Reputation: 101
I'm working on a classification problem using a dataset containing 39 attributes (38 independent features + the class attribute). When I try to calculate the correlation matrix the class attribute is not taken into consideration. To my knowledge, it should be included in the matrix as well.
len(heartdata.columns)
39
Since the number of columns in my dataframe is 39 then the correlation matrix should be of shape (39,39) but what I get is:
cor = heartdata.corr()
cor.shape
(38, 38)
Upvotes: 2
Views: 1549
Reputation: 495
if your features are categorical, you should use LabelEncoding
from sklearn.preprocessing import LabelEncoder
train = train_df
label_encoder = LabelEncoder()
for i in range(len(train.columns)):
column = train_df.columns[i]
train[column] = label_encoder.fit_transform(train_df[column])
print(f"train {column} uniques: {len(train[column].unique())} ")
x = train
y = train_df['gender'].to_frame(name='gender')

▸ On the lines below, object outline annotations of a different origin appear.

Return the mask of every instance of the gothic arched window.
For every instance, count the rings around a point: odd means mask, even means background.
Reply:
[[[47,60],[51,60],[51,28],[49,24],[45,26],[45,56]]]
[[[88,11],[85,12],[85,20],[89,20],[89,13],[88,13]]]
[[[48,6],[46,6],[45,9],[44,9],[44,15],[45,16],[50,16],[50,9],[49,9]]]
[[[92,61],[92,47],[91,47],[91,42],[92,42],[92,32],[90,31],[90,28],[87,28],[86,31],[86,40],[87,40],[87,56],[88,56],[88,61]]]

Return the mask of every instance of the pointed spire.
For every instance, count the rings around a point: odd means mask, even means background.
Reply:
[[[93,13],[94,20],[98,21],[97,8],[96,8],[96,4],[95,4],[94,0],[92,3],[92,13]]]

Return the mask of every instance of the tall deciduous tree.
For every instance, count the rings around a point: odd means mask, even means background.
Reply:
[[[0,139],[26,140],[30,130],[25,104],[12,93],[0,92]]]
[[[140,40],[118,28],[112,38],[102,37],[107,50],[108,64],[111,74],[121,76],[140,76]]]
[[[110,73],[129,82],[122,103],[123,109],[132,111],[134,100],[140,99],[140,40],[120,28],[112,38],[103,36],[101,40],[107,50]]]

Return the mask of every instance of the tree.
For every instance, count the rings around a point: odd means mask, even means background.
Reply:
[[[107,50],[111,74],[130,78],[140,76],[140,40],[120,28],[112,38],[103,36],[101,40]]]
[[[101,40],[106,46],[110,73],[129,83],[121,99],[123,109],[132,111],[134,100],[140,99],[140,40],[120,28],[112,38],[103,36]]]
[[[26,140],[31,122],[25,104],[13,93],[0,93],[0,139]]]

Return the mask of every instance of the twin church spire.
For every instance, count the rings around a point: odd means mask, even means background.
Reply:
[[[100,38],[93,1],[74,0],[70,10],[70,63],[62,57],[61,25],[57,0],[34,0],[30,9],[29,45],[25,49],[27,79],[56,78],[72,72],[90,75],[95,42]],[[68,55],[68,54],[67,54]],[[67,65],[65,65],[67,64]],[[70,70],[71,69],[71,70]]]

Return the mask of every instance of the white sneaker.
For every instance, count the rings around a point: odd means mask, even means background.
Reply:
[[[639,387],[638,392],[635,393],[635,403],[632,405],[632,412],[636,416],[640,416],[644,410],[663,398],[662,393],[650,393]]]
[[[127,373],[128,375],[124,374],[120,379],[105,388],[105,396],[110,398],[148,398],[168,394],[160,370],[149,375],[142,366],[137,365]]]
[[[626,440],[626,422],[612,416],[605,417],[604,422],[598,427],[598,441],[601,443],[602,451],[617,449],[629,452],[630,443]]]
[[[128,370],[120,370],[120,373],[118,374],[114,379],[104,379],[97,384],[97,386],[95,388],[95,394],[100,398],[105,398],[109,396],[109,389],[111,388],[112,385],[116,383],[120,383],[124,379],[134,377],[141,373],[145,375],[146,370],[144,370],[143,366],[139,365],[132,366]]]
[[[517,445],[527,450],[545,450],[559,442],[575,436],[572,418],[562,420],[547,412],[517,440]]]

Then you can get Correlation Matrix
:
cor = x.corr()
print(cor)
and if you want use plot to show correlation between features, I suggest heatmap
plot:
import matplotlib.pyplot as plt
import seaborn as sns
plt.figure(figsize=(10,8),linewidth=10,edgecolor="#04253a" )
sns.heatmap(cor, annot=True, cmap=plt.cm.Reds)
plt.show()
Upvotes: 2
Reputation: 101
My class attribute had a categorical type that's why corr() function didn't take it into consideration. A simple econding solved the problem.
le = LabelEncoder()
heartdata['class'] = le.fit_transform(heartdata['class'])
Upvotes: 1